Let $\sigma,\omega\in S_n$. Denote $\sigma^\omega=\omega^{-1}\sigma\omega$ and notice $(i^\omega)^{(\sigma^\omega)}=(i^\sigma)^\omega$ so if, for example, $\sigma=(x_1,\ldots,x_r)$ is a cycle then $\sigma^\omega=(x_1^\omega,\ldots,x_r^\omega)$.

Write $\sigma_1=(1,2,\ldots,n)$ and $\sigma_2=(1,2,\ldots, n-1)$. I will answer both interpretations of the question, so I will calculate $C_{S_n}(\sigma_1)$, $C_{S_n}(\sigma_2)$ and $C_{S_n}(\{\sigma_1,\sigma_2\})=C_{S_n}(\sigma_1)\cap C_{S_n}(\sigma_2)$.

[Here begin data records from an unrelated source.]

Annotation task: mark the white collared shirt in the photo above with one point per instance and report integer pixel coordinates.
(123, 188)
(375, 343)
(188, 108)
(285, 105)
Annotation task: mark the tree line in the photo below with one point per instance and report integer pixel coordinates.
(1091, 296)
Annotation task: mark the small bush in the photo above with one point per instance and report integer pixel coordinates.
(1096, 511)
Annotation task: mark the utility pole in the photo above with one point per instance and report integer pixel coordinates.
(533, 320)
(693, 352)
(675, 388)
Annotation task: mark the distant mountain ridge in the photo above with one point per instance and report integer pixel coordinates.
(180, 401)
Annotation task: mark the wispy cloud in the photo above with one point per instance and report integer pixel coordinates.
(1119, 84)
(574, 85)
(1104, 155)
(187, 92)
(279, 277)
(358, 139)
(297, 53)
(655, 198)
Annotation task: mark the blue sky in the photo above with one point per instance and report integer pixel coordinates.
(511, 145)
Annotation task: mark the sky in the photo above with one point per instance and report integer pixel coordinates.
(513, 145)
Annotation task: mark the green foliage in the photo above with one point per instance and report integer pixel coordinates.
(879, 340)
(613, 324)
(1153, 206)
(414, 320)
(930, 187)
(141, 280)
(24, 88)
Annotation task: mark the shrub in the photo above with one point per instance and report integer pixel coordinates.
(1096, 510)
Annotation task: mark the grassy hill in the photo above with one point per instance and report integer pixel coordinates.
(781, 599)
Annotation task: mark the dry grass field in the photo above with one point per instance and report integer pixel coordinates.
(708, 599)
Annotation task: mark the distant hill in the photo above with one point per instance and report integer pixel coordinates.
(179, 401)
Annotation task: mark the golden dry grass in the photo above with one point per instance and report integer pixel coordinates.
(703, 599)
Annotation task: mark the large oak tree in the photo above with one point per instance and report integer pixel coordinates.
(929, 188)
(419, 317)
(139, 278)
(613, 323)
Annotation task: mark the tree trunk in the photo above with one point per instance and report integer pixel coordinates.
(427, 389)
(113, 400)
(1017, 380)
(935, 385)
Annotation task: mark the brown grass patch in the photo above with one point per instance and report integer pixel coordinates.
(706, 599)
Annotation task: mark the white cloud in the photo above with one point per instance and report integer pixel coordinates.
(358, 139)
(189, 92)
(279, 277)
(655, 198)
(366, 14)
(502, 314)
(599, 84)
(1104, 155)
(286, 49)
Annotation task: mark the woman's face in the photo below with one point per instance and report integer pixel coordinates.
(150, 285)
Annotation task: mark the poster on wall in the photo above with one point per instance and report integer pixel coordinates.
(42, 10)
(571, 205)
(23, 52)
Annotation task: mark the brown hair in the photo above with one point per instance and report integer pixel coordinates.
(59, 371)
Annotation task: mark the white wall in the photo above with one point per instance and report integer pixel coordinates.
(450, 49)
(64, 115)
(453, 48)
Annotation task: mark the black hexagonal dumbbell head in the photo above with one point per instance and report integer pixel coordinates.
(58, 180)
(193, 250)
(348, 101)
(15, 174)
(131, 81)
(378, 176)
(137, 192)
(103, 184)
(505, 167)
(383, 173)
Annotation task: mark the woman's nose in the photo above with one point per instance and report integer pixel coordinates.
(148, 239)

Suppose $\omega\in C_{S_n}(\sigma_1)$, so $\sigma_1^\omega=\sigma_1$. From the above, $\sigma_1=\sigma_1^\omega=(1^\omega,\ldots,n^\omega)$. Say $1\le i\le n-1$, then $i^{\sigma_1}=i+1$ and $n^{\sigma_1}=1$. In particular if $i^\omega=j$ then (modulo $n$) $(i+1)^\omega=j+1=i^\omega+1$. Hence $\omega\in\langle \sigma_1\rangle$, but $C_{S_n}(\sigma_1)\supseteq\langle \sigma_1\rangle$ so $C_{S_n}(\sigma_1)=\langle \sigma_1\rangle$.

Suppose $\omega\in C_{S_n}(\sigma_2)$, then by the above $(n^\omega)^{\sigma_2}=(n^\omega)^{(\sigma_2^\omega)}=(n^{\sigma_2})^\omega=n^\omega$. The only fixed point of $\sigma_2$ is $n$ so $n^\omega=n$. Therefore $\omega\in S_{n-1}$ so we are reduced to the $\sigma_1$ case (but for $n-1$) so $C_{S_n}(\sigma_2)=\langle \sigma_2\rangle$.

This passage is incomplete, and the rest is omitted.